The Slatest

Read the Letter Michael Cohen Sent Fordham Threatening Legal Action if it Revealed Trump’s Grades

Michael Cohen, US President Donald Trump's former personal attorney, testifies before the House Oversight and Reform Committee in the Rayburn House Office Building on Capitol Hill in Washington, DC on February 27, 2019. (Photo by MANDEL NGAN / AFP)        (Photo credit should read MANDEL NGAN/AFP/Getty Images)
Michael Cohen, US President Donald Trump’s former personal attorney, testifies before the House Oversight and Reform Committee in the Rayburn House Office Building on Capitol Hill in Washington, DC on February 27, 2019. MANDEL NGAN/Getty Images

As Donald Trump was gearing up for his run for president, he was worried about what could come back to haunt him. One of the things he was apparently worried about were his grades and SAT scores. In one of the strangest revelations to come out of Cohen’s appearance before the House Oversight Committee, the president’s former personal lawyer and all-around fixer admitted he threatened Trump’s former high school, the College Board, and the universities he attended with with legal action if they released any records relating to Trump’s attendance at the school.
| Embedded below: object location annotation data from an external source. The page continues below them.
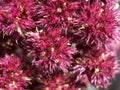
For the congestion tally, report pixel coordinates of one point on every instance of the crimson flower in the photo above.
(16, 15)
(11, 75)
(97, 70)
(50, 50)
(98, 23)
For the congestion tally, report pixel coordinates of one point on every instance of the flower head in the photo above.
(11, 76)
(97, 70)
(99, 24)
(16, 15)
(57, 13)
(50, 50)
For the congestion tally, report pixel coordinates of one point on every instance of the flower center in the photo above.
(97, 70)
(59, 10)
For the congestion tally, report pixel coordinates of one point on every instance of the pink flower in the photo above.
(57, 13)
(57, 82)
(97, 70)
(11, 75)
(50, 50)
(16, 15)
(98, 23)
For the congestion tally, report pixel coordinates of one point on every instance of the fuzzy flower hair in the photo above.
(57, 13)
(97, 70)
(11, 75)
(16, 15)
(50, 50)
(99, 23)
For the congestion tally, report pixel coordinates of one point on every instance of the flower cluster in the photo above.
(16, 15)
(57, 13)
(97, 70)
(11, 76)
(50, 50)
(64, 44)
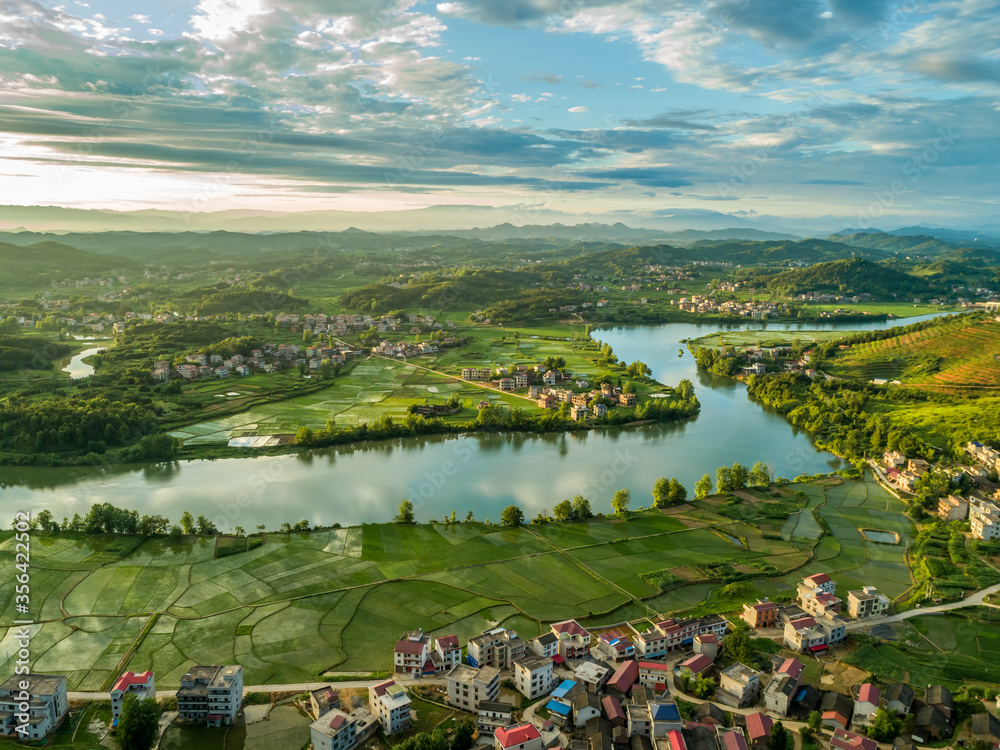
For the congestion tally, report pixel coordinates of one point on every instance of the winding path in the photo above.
(973, 600)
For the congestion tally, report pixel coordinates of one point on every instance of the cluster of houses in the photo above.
(982, 513)
(814, 623)
(752, 309)
(209, 694)
(270, 358)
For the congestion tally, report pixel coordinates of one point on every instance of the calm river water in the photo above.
(481, 473)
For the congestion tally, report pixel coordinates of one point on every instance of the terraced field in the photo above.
(963, 353)
(305, 603)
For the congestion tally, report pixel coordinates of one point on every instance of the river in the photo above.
(481, 473)
(77, 368)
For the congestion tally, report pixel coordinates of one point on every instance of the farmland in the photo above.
(960, 353)
(305, 603)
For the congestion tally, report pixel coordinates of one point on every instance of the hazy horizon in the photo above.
(776, 115)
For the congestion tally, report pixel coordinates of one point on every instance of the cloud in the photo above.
(645, 176)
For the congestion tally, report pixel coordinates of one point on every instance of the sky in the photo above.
(878, 112)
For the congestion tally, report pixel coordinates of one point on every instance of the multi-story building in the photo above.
(592, 675)
(533, 676)
(814, 634)
(47, 705)
(142, 685)
(953, 508)
(545, 645)
(336, 730)
(866, 704)
(521, 737)
(738, 686)
(784, 683)
(497, 647)
(574, 640)
(493, 716)
(761, 614)
(213, 693)
(866, 603)
(417, 653)
(391, 705)
(468, 686)
(984, 519)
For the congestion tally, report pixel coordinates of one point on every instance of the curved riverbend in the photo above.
(477, 472)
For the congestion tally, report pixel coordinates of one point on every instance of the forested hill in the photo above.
(43, 261)
(852, 276)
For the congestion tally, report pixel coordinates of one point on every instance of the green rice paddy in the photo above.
(306, 603)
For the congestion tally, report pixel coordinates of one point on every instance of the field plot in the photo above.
(306, 603)
(957, 353)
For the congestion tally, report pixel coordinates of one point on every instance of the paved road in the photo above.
(970, 601)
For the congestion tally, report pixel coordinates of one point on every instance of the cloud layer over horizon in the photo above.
(866, 109)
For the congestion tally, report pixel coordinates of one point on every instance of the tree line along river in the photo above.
(478, 472)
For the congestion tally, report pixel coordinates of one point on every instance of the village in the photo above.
(980, 506)
(673, 685)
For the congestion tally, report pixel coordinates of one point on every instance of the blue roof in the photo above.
(564, 687)
(664, 712)
(558, 708)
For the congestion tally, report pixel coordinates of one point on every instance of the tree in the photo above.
(703, 487)
(779, 737)
(676, 492)
(760, 475)
(815, 720)
(45, 523)
(738, 476)
(723, 479)
(512, 516)
(206, 527)
(563, 511)
(884, 726)
(405, 514)
(620, 502)
(139, 723)
(661, 492)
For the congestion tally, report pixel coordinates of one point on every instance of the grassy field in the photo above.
(376, 387)
(306, 603)
(958, 649)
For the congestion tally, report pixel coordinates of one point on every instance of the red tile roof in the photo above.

The College Board administers the SAT.

Cohen gave the committee a copy of the 2015 letter he sent on Trump’s behalf to Fordham University a little more than a month before Trump officially launched his presidential campaign in June. “It has come to my attention that several media outlets have asked for the release of my client’s records,” Cohen wrote in the letter to Fordham University, which Trump attended for two years before transferring to the University of Pennsylvania. “We have turned down these requests.”

Cohen went on to cite the Family Educational Rights and Privacy Act, noting that the university is not allowed to release Trump’s record without his consent. “If in the event any of his records or released or otherwise disclosed without his prior written consent, we will hold your institution liable to the fullest extent of the law including damages and criminality,” Cohen wrote in the letter. He went on to threaten that releasing the records without Trump’s approval could lead to “criminal and civil liability and damages including, among other things, substantial fines, penalties, and even the potential loss of government aid and other funding.”
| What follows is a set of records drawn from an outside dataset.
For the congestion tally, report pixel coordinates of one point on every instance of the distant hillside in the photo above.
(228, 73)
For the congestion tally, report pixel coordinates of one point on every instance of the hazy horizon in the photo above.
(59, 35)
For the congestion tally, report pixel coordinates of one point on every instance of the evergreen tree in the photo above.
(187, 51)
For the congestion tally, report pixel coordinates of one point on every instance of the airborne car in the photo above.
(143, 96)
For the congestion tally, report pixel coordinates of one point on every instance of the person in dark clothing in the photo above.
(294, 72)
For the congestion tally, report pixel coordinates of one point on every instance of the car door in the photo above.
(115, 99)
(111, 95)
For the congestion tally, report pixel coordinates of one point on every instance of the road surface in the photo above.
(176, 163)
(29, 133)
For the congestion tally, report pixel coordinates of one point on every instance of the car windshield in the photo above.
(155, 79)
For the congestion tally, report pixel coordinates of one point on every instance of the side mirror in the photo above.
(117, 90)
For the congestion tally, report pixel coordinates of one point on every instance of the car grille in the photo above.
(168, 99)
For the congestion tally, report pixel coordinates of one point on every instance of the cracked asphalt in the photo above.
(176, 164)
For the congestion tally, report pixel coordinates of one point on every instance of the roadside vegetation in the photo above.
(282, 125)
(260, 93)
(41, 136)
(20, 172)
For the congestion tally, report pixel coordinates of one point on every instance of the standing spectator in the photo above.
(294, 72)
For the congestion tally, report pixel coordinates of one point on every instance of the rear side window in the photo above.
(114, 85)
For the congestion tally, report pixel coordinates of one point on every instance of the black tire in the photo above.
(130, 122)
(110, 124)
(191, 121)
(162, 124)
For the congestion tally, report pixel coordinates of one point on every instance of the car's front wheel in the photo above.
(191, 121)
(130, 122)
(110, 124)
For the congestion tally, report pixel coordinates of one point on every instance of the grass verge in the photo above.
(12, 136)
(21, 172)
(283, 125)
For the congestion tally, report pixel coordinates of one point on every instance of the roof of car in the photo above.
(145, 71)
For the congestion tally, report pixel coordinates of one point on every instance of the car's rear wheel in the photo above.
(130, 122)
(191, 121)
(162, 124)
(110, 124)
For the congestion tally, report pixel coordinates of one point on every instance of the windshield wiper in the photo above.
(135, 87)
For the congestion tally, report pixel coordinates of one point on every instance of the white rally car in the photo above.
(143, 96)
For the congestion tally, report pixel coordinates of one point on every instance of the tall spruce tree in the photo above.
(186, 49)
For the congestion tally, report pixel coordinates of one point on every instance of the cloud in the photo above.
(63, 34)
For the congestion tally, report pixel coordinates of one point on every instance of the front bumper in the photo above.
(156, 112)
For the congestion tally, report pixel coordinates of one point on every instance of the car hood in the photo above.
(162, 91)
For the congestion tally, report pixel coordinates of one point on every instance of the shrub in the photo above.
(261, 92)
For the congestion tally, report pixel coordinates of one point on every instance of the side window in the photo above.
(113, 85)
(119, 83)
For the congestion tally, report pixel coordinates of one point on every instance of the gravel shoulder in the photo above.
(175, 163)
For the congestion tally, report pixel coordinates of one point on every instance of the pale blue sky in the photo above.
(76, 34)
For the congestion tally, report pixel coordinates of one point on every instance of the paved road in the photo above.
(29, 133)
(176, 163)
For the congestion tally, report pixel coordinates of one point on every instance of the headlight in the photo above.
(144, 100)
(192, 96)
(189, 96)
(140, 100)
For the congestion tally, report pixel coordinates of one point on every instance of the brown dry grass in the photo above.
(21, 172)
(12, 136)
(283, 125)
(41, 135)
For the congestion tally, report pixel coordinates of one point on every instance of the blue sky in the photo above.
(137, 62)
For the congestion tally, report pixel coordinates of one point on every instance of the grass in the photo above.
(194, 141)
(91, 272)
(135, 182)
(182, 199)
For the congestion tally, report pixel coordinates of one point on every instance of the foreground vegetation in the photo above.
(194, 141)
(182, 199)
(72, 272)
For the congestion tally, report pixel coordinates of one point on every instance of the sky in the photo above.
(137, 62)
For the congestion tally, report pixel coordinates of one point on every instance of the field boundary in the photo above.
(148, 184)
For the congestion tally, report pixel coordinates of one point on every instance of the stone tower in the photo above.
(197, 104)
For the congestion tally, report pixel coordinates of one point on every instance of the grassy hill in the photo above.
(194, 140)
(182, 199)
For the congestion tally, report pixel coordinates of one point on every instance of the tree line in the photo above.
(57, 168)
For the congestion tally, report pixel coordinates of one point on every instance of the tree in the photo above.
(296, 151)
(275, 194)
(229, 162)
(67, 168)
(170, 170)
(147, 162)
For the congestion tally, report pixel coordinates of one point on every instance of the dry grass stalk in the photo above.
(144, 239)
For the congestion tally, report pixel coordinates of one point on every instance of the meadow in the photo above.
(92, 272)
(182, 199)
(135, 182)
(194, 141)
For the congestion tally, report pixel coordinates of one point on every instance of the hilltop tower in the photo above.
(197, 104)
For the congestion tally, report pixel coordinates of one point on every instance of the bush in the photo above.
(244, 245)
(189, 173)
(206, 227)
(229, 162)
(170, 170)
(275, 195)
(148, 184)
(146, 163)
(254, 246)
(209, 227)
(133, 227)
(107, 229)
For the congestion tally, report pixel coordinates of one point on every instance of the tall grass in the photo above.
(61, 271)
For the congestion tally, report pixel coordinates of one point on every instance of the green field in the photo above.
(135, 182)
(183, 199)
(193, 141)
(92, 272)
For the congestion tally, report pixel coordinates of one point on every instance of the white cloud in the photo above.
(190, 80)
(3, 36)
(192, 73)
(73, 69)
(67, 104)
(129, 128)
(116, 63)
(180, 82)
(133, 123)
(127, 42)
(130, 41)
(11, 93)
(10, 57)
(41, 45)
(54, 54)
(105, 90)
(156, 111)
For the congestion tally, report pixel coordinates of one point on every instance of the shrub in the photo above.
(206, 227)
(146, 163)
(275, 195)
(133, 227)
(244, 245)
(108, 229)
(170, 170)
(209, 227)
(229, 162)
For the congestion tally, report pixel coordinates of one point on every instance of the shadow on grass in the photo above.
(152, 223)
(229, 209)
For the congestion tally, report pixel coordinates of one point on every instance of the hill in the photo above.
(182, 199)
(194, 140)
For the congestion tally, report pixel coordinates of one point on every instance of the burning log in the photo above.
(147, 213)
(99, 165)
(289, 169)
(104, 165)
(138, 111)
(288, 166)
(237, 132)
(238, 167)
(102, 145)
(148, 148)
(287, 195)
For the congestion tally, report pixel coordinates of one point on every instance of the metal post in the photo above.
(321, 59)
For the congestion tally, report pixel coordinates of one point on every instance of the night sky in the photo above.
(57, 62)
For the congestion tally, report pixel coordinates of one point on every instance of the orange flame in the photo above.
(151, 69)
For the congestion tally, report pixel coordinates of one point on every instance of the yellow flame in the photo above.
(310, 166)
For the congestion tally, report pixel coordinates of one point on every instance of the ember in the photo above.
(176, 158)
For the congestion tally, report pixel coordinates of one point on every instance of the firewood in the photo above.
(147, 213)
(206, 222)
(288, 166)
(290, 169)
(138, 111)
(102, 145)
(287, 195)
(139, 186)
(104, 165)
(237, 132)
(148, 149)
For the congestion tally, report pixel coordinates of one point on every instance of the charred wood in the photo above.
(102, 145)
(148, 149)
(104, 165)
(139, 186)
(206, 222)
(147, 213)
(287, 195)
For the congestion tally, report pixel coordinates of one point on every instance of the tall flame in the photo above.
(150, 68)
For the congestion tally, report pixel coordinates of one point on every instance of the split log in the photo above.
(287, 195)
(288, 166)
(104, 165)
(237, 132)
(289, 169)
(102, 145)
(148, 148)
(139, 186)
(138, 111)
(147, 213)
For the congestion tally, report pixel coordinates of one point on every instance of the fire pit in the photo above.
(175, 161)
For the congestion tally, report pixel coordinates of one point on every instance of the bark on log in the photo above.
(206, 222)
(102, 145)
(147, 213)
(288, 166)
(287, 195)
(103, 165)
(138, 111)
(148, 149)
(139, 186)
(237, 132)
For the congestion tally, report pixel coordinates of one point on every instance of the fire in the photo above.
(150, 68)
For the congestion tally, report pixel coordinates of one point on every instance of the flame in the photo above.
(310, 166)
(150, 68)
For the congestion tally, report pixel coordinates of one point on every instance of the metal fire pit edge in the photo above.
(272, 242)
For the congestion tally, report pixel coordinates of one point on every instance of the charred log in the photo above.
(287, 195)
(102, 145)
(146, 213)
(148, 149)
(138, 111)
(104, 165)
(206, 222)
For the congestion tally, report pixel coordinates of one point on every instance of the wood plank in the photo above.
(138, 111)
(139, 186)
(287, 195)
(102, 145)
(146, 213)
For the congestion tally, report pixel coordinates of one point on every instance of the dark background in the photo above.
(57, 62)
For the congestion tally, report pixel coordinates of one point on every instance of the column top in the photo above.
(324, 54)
The best part of Cohen’s letter comes at the end: “P.S. Mr. Trump truly enjoyed his two years at Fordham and has great respect for the University.”

Although the letter is addressed to Fordham, Cohen also mentions the College Board. It’s not clear if that’s just an errant copy-paste or if Cohen wasn’t sure who he was addressing.
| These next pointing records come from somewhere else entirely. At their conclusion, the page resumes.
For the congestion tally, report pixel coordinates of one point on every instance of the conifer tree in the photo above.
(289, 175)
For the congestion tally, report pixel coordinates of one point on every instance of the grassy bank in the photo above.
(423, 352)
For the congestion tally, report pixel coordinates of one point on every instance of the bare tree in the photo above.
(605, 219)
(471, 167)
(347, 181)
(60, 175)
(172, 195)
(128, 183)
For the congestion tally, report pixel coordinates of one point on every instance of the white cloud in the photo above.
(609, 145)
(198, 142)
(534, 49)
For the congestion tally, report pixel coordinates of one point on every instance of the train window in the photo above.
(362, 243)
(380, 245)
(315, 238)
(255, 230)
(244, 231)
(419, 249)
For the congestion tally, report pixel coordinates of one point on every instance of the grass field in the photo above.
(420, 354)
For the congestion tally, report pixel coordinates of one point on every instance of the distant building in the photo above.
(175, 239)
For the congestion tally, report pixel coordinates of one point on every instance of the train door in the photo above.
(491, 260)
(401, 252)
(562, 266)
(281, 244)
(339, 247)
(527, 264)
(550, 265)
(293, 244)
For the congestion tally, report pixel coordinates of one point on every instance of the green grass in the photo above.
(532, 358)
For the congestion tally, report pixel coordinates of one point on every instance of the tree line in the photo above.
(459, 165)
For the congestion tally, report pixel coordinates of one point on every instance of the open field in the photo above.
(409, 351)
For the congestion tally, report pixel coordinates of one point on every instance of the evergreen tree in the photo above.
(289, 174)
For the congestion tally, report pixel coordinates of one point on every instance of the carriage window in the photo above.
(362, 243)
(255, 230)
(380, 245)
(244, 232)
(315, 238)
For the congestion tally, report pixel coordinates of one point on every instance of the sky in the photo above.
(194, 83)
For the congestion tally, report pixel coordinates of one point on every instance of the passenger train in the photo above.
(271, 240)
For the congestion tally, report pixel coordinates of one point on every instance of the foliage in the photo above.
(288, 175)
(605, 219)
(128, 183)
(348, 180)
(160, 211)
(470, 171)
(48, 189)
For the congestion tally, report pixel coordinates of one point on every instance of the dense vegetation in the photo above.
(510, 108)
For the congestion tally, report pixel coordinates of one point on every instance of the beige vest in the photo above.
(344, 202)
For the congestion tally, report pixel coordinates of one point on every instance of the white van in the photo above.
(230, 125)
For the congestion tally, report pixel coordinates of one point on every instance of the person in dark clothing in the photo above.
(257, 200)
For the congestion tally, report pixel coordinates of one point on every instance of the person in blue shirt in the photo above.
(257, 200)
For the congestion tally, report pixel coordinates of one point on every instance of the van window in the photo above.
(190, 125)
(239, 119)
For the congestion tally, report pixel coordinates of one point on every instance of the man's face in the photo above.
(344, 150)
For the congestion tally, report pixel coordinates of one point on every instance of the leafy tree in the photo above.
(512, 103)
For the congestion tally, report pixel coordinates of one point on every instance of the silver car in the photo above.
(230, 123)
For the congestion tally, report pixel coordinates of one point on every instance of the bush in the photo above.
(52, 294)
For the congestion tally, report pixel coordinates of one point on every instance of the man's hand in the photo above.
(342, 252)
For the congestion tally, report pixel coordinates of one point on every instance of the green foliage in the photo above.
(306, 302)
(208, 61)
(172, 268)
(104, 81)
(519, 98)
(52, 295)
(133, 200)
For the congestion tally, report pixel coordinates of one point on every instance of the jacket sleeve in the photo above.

A spokesman for Fordham University said the letter came after a phone call from Trump’s campaign warning against the release of documents. The whole thing was pointless anyway because the university is well aware of its legal obligations, the spokesman said. “We told the caller that Fordham is bound by federal law, and that we could not/would not reveal/share any records (as we would not reveal any student records) with anyone except Mr. Trump himself, or any recipient he designated, in writing,” Bob Howe, a Fordham spokesman, said. “Our stance remains the same: we obey federal law and don’t release student records to anyone but the student/graduate or anyone that the student designates, in writing.”